A pipe dream perhaps, but that will not stop all of us in the networking space from trying to get there. There’s certainly a question around span of control and fit. For instance, whether a single spanning fabric makes sense, or whether different domains have different requirements and trying to create the universal fabric is an exercise in futility. But, fundamentally what we’re seeing is two paths to get to the universal fabric – one from a routing perspective and the other from a switching perspective.
Driving Toward the Pipe Dream – Cisco vs. VMwareAs indicated in my previous post, the SD-WAN vendors will start from the edge and inch their way to take over edge routers and then expand into the branch and the data center (wait, what about campus?). We’re already seeing SD-Branch and SD-WAN in cloud VPCs. Data center networking solutions like Cisco ACI will start in the data center and expand their way into the cloud and the edge. While VMware will unify their market from both sides: NSX/NSX-T in the data center and NSX SD-WAN in the branch. But wait, you say, Cisco has an SD-WAN solution too. But it doesn’t really unify with their data center story.

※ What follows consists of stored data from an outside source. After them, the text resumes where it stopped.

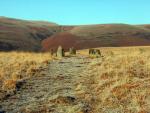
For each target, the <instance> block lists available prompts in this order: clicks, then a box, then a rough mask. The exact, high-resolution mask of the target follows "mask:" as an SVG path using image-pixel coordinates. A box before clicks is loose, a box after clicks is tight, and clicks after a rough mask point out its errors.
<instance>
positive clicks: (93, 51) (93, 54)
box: [89, 49, 101, 57]
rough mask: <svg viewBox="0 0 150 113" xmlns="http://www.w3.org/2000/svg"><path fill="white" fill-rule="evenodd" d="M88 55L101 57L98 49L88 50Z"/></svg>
mask: <svg viewBox="0 0 150 113" xmlns="http://www.w3.org/2000/svg"><path fill="white" fill-rule="evenodd" d="M89 55H90V56H92V57H101V52H100V50H99V49H89Z"/></svg>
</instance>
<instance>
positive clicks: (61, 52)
mask: <svg viewBox="0 0 150 113" xmlns="http://www.w3.org/2000/svg"><path fill="white" fill-rule="evenodd" d="M64 56H65V51H64V49H63V48H62V47H61V46H59V47H58V49H57V57H58V58H62V57H64Z"/></svg>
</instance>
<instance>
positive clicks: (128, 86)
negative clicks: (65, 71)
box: [78, 47, 150, 113]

Let’s look at Cisco’s SD-WAN. First, you have to decide which flavor of Cisco SD-WAN you want:
Pick your SD-WAN — Source: Cisco Website
So before putting together a unified fabric story, Cisco needs to unify their own SD-WAN story. At least we don’t have to deal with iWAN vs. Viptela vs. Meraki now, it’s just two choices. Regardless, say we treated Cisco’s SD-WAN as one offering. In that case, here’s all the devices that Cisco’s SD-WAN runs on:
SD-WAN platforms — Source: Cisco Website
I don’t see any DC switches there. But again, it’s called SD-WAN, and the data center isn’t exactly part of the WAN. However, the SD-WAN team at Cisco wants you to be able to manage a unified networking fabric that goes everywhere:
SD-WAN goes everywhere, including data center — Source: Cisco Website
Yes, vManage will manage centralized policies across all areas including the data center, but vManage doesn’t talk to Cisco ACI. So, from a story perspective, perhaps the NSX narrative ties together a little better and is more unified. Again, some of what both are pitching are visions in progress that still have to be completely realized, though there’s significant investment on both the VMware and Cisco camps in this area, so we can expect forward momentum.
Getting to Somewhere or Going NowhereSo, where does this lead? We haven’t even explored IoT devices at the extreme edge with 5G and network slicing or cloud-native networking with Kubernetes, containers, and service meshes. The mind boggles at how to tie it all together.
Despite VMware putting elements like 5G and mobile networks into their marketing-architecture diagram it doesn’t mean it will magically happen. I bet, as in the past, that we’ll see all the vendors marching toward unified networking as a vision and then come to realize that domain-specific approaches might be more realistic. I posit that we’ll end up with domain-specific networks with constrained span of control and a set of interoperating APIs that federate between them (at least for policy and control). That’s not the holy grail, but getting to that somewhere is better than an eventual nowhere.